Baylisascariasis Overview
Clinical Presentation
The larvae of B. procyonis are capable of invading the human spinal cord, brain, and eyes. Non-specific signs and symptoms including nausea, fever and lethargy may appear as soon as one week post infection. The clinical presentation of baylisascariasis depends on the number and location of larvae in the body.
- Neural larva migrans often presents as acute eosinophilic meningoencephalitis. Symptoms can include weakness, lack of coordination, ataxia, irritability, seizures, altered mental status, stupor, and/or coma.

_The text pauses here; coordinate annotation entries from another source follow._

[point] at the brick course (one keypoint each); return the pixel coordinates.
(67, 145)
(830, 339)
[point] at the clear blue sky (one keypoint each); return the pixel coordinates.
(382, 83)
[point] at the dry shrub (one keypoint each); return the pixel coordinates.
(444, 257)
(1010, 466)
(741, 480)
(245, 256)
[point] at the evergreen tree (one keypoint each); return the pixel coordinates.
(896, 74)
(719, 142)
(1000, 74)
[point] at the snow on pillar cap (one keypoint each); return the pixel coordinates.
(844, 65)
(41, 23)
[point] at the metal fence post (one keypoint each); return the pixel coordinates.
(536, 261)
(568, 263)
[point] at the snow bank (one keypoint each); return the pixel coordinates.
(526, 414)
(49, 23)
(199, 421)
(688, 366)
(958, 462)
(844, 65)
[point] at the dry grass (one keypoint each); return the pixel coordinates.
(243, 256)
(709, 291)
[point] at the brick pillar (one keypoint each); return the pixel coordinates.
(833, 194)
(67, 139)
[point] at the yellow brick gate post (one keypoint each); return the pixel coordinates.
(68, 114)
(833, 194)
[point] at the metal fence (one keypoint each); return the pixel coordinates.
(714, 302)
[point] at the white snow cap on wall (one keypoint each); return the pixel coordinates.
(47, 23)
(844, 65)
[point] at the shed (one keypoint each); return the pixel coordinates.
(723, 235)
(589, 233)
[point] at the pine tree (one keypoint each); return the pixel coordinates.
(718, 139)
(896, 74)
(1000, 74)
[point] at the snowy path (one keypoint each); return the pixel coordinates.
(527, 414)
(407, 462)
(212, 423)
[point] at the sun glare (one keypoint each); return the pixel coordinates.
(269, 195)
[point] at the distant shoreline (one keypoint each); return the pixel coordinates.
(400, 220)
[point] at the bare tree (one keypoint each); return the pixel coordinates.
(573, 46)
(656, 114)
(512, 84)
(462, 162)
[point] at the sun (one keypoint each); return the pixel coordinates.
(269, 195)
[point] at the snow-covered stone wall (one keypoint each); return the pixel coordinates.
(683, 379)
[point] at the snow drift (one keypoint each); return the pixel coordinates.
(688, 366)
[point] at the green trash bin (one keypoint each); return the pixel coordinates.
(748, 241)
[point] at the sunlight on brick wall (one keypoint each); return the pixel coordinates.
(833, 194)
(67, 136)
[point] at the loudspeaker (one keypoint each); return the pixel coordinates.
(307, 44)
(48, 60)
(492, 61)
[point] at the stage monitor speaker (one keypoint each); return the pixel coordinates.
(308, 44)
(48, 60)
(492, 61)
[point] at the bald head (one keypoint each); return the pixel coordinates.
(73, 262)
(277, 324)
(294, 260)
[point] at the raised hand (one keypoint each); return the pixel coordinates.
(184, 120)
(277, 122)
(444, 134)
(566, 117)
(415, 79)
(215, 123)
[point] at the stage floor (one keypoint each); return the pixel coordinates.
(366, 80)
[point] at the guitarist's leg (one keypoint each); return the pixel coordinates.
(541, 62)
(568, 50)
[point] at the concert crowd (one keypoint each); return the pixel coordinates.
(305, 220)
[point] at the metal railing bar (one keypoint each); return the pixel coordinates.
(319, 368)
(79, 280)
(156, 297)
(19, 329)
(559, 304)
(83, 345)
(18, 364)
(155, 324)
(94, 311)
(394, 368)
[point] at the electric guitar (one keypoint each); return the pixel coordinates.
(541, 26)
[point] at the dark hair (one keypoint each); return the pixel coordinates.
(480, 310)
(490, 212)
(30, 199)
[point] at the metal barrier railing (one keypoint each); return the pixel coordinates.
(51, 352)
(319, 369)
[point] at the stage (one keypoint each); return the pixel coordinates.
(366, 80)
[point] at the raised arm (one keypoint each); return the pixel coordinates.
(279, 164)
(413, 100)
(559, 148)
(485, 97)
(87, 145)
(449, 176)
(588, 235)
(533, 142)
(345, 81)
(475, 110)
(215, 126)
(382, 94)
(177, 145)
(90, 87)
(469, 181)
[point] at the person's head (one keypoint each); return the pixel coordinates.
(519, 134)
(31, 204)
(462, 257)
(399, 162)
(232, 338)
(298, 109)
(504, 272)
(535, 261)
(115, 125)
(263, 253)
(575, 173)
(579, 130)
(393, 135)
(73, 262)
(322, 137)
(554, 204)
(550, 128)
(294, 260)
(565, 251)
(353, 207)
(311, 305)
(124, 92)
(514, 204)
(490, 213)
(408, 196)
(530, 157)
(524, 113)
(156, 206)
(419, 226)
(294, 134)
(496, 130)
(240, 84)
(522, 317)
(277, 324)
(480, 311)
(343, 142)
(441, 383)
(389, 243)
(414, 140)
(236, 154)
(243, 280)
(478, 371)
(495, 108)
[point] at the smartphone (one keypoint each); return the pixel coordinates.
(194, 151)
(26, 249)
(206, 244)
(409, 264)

- Ocular larva migrans may present as diffuse unilateral subacute neuroretinitis, photophobia, retinitis, and/or blindless.
- Visceral larva migrans can present with macular rash, abdominal pain, hepatomegaly, and pneumonitis.

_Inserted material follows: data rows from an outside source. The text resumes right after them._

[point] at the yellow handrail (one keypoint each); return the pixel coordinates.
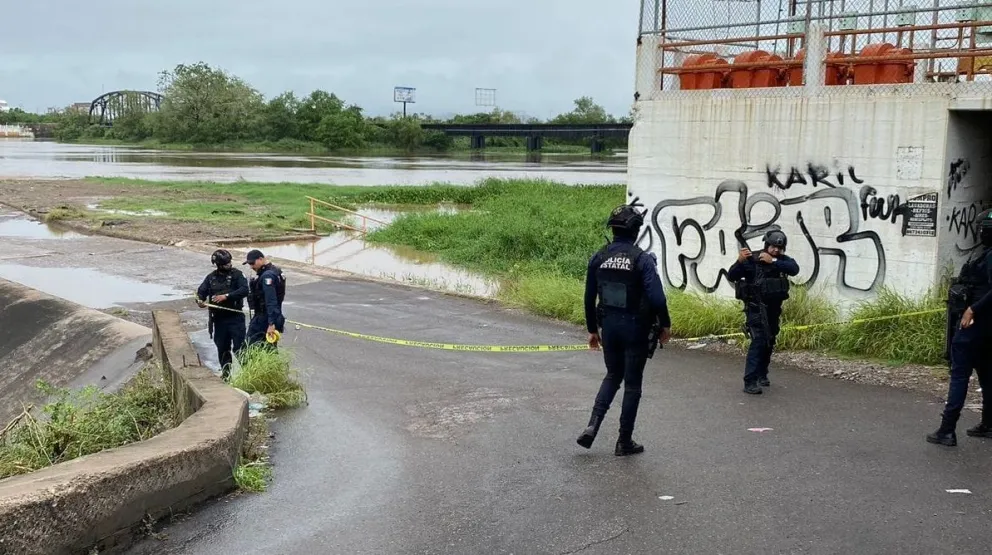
(336, 207)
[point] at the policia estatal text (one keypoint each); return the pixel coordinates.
(226, 287)
(632, 308)
(969, 339)
(761, 283)
(267, 292)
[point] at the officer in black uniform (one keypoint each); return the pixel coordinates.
(761, 282)
(226, 287)
(970, 295)
(631, 301)
(268, 289)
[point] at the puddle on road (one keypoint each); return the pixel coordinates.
(13, 225)
(87, 286)
(350, 252)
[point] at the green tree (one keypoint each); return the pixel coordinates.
(345, 129)
(314, 109)
(585, 111)
(280, 117)
(207, 106)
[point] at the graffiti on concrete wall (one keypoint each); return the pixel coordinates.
(962, 222)
(699, 238)
(959, 169)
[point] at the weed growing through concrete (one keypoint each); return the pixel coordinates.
(86, 421)
(254, 471)
(269, 373)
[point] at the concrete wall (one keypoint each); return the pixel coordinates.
(842, 175)
(968, 164)
(49, 338)
(100, 499)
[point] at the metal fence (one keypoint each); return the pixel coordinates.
(764, 46)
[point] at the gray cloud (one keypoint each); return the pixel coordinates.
(539, 54)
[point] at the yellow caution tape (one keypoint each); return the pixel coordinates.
(554, 348)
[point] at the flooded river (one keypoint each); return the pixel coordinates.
(344, 250)
(49, 160)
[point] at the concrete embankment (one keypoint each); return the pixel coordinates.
(101, 499)
(48, 338)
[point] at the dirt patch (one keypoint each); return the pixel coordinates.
(41, 198)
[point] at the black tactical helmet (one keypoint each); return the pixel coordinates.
(220, 257)
(985, 227)
(626, 217)
(775, 238)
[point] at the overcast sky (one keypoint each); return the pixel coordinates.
(538, 54)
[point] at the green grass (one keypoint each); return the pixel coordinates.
(270, 207)
(269, 373)
(536, 237)
(253, 476)
(86, 421)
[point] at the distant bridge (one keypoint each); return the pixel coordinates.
(108, 107)
(534, 132)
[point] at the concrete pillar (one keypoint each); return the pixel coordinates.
(814, 72)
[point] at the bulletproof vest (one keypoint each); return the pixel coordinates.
(222, 283)
(973, 278)
(258, 295)
(621, 290)
(766, 285)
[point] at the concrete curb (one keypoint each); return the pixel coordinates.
(101, 499)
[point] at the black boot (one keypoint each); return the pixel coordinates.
(627, 446)
(945, 434)
(589, 434)
(981, 430)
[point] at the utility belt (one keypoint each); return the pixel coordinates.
(768, 289)
(962, 293)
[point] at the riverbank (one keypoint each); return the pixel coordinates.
(460, 148)
(534, 237)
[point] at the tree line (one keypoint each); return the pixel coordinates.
(209, 106)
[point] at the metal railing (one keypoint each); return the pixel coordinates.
(954, 39)
(314, 217)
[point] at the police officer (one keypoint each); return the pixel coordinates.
(969, 342)
(631, 299)
(226, 287)
(761, 282)
(268, 289)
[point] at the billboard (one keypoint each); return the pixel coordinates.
(404, 94)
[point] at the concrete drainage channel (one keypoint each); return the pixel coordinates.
(100, 500)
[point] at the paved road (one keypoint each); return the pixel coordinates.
(414, 451)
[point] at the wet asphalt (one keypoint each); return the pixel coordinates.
(415, 451)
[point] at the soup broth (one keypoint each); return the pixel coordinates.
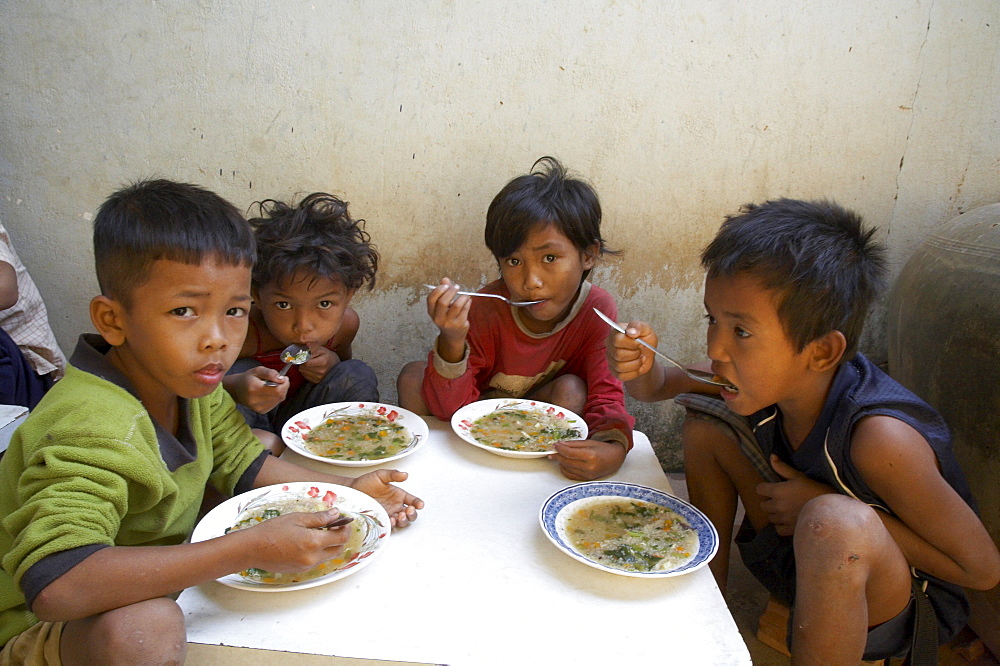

Younger children as well as persons with developmental disabilities or pica are at higher risk for B. procyonis infection as they may be more likely to put contaminated objects (fingers, soil, sand, etc.) into their mouths. However, anyone can be infected if they accidentally consume infective eggs in soil, water, or objects contaminated with raccoon feces.
Diagnosis
The diagnosis of baylisascariasis can be challenging. Clinical diagnosis includes eosinophilic pleocytosis, peripheral eosinophilia, and deep white matter abnormalities on MRI. Larva or larval tracks or lesions may be visible during ocular examinations.
There is no commercially available test for B. procyonis. Serological testing of serum and CSF for anti-Baylisascaris antibody titers can be performed at the U.S Centers for Disease Control and Prevention (CDC). Testing for other parasitic infections such as Toxocara spp. and Angiostrongolis spp. should also be considered.

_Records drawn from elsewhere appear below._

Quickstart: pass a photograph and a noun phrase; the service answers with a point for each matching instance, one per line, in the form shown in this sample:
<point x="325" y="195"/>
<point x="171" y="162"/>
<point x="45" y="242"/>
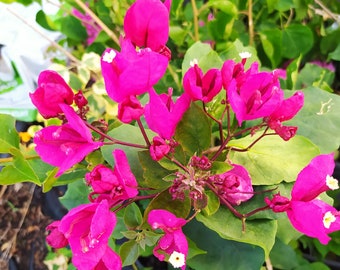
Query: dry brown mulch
<point x="22" y="228"/>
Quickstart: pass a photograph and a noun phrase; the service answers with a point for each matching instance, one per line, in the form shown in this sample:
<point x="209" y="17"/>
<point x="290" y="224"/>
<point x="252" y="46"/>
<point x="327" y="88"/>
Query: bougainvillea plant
<point x="223" y="152"/>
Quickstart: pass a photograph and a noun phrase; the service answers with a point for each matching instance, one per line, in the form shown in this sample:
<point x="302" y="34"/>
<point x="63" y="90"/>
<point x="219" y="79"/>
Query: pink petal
<point x="311" y="181"/>
<point x="163" y="119"/>
<point x="146" y="23"/>
<point x="51" y="92"/>
<point x="124" y="174"/>
<point x="307" y="218"/>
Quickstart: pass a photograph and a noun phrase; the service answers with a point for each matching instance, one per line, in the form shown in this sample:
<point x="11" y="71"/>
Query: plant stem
<point x="53" y="43"/>
<point x="177" y="163"/>
<point x="113" y="140"/>
<point x="219" y="122"/>
<point x="143" y="132"/>
<point x="195" y="15"/>
<point x="256" y="211"/>
<point x="250" y="22"/>
<point x="225" y="202"/>
<point x="103" y="26"/>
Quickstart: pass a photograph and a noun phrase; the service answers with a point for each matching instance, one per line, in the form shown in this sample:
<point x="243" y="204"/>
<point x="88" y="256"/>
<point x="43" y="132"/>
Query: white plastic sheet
<point x="22" y="57"/>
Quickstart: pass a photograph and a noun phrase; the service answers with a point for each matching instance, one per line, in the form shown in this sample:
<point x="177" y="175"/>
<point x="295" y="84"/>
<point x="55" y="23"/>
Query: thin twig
<point x="250" y="22"/>
<point x="326" y="10"/>
<point x="103" y="26"/>
<point x="53" y="43"/>
<point x="5" y="255"/>
<point x="195" y="15"/>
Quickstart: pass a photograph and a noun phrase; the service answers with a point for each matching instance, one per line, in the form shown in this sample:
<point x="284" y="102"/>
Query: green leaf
<point x="193" y="132"/>
<point x="283" y="256"/>
<point x="50" y="180"/>
<point x="279" y="5"/>
<point x="234" y="49"/>
<point x="132" y="216"/>
<point x="314" y="75"/>
<point x="335" y="55"/>
<point x="128" y="134"/>
<point x="285" y="230"/>
<point x="292" y="73"/>
<point x="43" y="20"/>
<point x="319" y="119"/>
<point x="73" y="29"/>
<point x="197" y="51"/>
<point x="221" y="253"/>
<point x="19" y="171"/>
<point x="9" y="137"/>
<point x="257" y="232"/>
<point x="177" y="34"/>
<point x="76" y="194"/>
<point x="272" y="45"/>
<point x="164" y="201"/>
<point x="194" y="250"/>
<point x="71" y="176"/>
<point x="219" y="167"/>
<point x="213" y="203"/>
<point x="296" y="39"/>
<point x="272" y="160"/>
<point x="129" y="252"/>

Upon suspicion of baylisascariasis, clinicians should immediately contact LAC DPH Acute Communicable Disease Control (ACDC) who will approve testing, if indicated, and will provide instructions for the testing of serum and CSF by the CDC. Once approved for testing, specimens should be submitted to LAC DPH PHL for processing and transport to CDC.
Treatment
No drug has been found to be completely effective against baylisascariasis. Early treatment with albendazole, a broad spectrum anthelmintic, may reduce serious damage caused by the infection. Treatment should be initiated as soon as possible after ingestion of infectious material, ideally within three days.
If baylisascariasis is suspected, immediate treatment with 25-50 mg/kg albendazole daily for 10-20 days is recommended. If albendazole is not immediately available, mebendazole or ivermectin may be used in the interim.
Concurrent corticosteroids treatment to help reduce the inflammatory reaction is indicated to attempt to control of the disease.